M-commerce, powered by smart mobile payment systems, would radically change the way business is done.  Most of sub-Saharan Africa remains a rurally driven agri-economy, with farmers and businessmen having to rely on their local market days to do business. Successful m-commerce would allow the farmers, businessmen and entrepreneurs of Africa to reach a wider range of possible buyers at a relatively low cost.

It would open the door for many online businesses to emerge, and the ease of purchase that will follow will spur consumption, create new jobs and help African companies to develop markets beyond their existing borders and the borders of the continent.

It would not only benefit rural dwellers but also their fellow countrymen who live in urban areas. From micro transactions such as purchasing a cinema ticket to those on a larger scale such as paying for white goods, m-commerce will enable people living in African cities to make the transactions and payments necessary for everyday living at the push of a button, without the need for cash.

In recent months a couple of forward thinking African start-ups have launched services looking to disrupt the way people currently pay for products. With banks and mobile networks spending huge sums to secure a piece of the mobile money action, these technology companies are already thinking of the future, building online shopping cart plug-ins that are accessible via mobiles and have the capability to process mobile payments. The key factor driving this innovation is payment -  how to make it easier for people to pay for goods and services in markets, restaurants and cinemas as well as online without the need to resort to cash.

As with mobile banking, Kenya is leading the way. For example, KopoKopo operates a platform that builds on top of M-Pesa to allow small and medium businesses move to accept mobile money payments at the shop till. Others like Kenya’s Mpayer, take the process one step further, allowing real world transactions as well as payments on the web and via web-enabled phones. It is not difficult to imagine the impact of such technology on small businesses, farmers, craftsmen, and food or beverage retailers.

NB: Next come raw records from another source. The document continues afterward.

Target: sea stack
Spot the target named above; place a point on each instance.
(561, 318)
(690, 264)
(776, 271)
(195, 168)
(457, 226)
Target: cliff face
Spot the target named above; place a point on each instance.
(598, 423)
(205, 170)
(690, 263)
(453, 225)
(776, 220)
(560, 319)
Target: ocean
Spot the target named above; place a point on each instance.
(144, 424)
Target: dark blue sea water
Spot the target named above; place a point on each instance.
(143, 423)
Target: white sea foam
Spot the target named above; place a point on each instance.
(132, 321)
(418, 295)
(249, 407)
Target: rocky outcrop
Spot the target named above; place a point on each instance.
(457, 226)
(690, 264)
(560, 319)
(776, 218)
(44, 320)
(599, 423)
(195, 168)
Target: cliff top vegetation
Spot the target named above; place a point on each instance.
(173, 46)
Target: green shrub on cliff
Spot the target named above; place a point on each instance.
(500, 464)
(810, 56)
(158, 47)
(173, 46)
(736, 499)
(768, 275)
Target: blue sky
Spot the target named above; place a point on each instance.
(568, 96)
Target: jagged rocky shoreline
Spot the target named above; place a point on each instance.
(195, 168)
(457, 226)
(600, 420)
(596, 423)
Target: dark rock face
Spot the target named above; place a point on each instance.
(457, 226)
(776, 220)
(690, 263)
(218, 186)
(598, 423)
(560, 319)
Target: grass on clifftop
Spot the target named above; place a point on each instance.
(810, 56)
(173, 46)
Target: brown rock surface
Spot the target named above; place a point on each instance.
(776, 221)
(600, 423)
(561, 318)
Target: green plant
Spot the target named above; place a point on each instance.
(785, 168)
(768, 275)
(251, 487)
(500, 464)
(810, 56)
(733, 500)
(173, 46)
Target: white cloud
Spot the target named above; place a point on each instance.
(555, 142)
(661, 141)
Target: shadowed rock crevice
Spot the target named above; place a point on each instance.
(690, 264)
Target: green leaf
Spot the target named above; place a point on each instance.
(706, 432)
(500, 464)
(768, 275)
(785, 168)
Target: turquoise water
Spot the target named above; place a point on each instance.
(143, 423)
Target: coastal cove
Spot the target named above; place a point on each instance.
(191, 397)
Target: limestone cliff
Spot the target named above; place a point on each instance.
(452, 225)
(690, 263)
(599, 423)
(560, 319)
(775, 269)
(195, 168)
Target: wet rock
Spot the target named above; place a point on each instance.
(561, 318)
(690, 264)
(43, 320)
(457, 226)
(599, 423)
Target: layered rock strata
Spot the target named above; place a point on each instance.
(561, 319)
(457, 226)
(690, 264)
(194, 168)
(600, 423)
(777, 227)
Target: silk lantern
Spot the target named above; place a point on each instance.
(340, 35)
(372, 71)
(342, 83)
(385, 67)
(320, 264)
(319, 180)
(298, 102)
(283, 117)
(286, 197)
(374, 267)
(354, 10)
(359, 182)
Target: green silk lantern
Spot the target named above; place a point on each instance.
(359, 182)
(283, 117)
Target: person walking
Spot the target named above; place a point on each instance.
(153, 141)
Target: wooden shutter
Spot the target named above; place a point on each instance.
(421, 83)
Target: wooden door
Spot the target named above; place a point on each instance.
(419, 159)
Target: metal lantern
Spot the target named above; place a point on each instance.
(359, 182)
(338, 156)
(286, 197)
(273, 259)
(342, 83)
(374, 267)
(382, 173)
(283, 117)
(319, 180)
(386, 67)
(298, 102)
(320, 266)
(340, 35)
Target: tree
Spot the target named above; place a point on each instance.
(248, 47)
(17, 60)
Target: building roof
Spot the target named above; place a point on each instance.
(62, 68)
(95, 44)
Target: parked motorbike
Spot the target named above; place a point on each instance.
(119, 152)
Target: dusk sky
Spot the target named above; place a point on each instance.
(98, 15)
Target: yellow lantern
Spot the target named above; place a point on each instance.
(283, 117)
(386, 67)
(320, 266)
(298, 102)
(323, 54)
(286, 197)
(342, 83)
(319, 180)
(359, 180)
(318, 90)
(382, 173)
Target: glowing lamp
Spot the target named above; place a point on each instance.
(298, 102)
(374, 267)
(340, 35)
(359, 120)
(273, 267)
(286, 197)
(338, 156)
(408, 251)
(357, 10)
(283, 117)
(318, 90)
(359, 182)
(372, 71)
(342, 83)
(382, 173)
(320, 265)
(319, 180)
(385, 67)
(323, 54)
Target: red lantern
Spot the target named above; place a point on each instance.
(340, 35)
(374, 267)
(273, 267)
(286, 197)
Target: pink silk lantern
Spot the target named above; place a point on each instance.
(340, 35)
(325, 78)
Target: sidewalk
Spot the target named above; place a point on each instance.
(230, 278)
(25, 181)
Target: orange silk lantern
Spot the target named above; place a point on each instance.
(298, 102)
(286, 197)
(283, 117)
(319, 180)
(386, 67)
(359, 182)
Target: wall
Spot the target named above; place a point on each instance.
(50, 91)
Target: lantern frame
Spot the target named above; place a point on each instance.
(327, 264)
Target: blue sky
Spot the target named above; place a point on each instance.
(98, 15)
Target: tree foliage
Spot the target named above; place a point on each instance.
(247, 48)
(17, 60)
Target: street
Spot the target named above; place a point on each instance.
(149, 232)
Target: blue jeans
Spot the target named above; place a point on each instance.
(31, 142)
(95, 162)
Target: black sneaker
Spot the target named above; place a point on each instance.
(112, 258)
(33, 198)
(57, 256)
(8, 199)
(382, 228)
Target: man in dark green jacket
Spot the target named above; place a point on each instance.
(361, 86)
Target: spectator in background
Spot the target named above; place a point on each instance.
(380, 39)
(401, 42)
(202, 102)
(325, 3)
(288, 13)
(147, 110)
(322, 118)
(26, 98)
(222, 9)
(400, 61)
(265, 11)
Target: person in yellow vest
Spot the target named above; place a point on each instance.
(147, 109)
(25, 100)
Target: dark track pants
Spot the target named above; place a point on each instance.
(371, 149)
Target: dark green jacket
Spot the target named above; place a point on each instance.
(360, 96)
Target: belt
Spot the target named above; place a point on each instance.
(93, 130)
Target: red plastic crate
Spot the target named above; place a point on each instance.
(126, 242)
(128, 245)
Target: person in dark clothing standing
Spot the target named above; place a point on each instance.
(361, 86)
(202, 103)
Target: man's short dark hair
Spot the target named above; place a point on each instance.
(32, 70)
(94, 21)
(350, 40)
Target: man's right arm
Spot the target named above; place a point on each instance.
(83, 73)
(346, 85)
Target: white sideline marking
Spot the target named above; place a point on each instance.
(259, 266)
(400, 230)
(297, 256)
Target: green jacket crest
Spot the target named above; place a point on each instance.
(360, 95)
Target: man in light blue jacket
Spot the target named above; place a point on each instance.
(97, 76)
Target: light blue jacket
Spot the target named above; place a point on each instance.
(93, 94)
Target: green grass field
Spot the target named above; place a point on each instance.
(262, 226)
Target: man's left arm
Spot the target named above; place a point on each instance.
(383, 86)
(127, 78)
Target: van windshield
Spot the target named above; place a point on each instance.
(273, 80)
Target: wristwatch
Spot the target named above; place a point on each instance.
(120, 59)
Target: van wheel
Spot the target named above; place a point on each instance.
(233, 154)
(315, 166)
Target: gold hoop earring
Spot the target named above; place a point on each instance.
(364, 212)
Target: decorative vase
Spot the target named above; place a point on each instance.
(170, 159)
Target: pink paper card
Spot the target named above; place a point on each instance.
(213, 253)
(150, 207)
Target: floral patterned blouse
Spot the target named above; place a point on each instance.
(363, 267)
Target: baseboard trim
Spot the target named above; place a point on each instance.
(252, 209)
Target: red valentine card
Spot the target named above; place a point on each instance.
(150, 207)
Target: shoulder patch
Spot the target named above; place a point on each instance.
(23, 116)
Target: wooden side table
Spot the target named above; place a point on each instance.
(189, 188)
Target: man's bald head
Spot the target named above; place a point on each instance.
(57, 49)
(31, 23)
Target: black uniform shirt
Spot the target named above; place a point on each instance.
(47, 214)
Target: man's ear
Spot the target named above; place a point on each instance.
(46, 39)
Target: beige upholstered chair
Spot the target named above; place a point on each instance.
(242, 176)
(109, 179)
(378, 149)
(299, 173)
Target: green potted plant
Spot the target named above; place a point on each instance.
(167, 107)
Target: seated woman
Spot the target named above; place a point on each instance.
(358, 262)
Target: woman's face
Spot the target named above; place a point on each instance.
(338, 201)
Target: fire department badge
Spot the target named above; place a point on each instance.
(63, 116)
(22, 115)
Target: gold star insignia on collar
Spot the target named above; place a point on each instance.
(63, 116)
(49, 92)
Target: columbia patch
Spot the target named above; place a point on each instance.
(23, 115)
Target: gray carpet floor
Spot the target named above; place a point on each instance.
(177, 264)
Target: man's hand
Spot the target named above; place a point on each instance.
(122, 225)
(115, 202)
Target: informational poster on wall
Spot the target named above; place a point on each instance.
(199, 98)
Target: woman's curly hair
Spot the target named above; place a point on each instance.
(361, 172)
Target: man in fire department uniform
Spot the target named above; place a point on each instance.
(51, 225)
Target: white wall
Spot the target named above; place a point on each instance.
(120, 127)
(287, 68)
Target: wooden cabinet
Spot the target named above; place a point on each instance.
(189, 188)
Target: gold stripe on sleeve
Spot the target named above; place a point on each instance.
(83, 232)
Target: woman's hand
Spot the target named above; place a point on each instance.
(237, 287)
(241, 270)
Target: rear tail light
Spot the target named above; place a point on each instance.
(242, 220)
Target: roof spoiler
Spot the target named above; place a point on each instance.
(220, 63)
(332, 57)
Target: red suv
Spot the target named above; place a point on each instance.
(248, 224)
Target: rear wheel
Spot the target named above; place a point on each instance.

But Kenya isn’t the only place where mobile money is trying to hit critical mass. In Nigeria, established firms likes the UK’s Monitise are beginning to make inroads, while one of the recent success stories is a relatively new upstart, Paga, backed by Silicon Valley money and well known investment funds.

The core business for Paga is its mobile money transfer service; however those behind it realise the importance of using their platform to facilitate payment for goods and services, and are signing up merchants across Nigeria to use the platform to receive payments. As with the Kenyan start-ups, the suspicion is that the company will pivot to focus more on consumer-to- merchant payments as opposed to peer-to-peer transfers.   

Intel-backed Ghanaian technology firm Rancard Solutions and mobile operator Bharti Airtel also recently launched a mobile platform that allows their customers to buy and sell products via their phones. Furthermore, Airtel customers can also pay for purchases using their mobile wallet. Whether this will take off or not remains to be seen, but it is a welcome step in the right direction.

I believe these kinds of innovations are just the beginning. In the coming years, we will see all kinds of new services being built and even more piggy-backing on them to create new businesses and value in Africa.

Then Africa will truly deserve the title of the home of mobile money.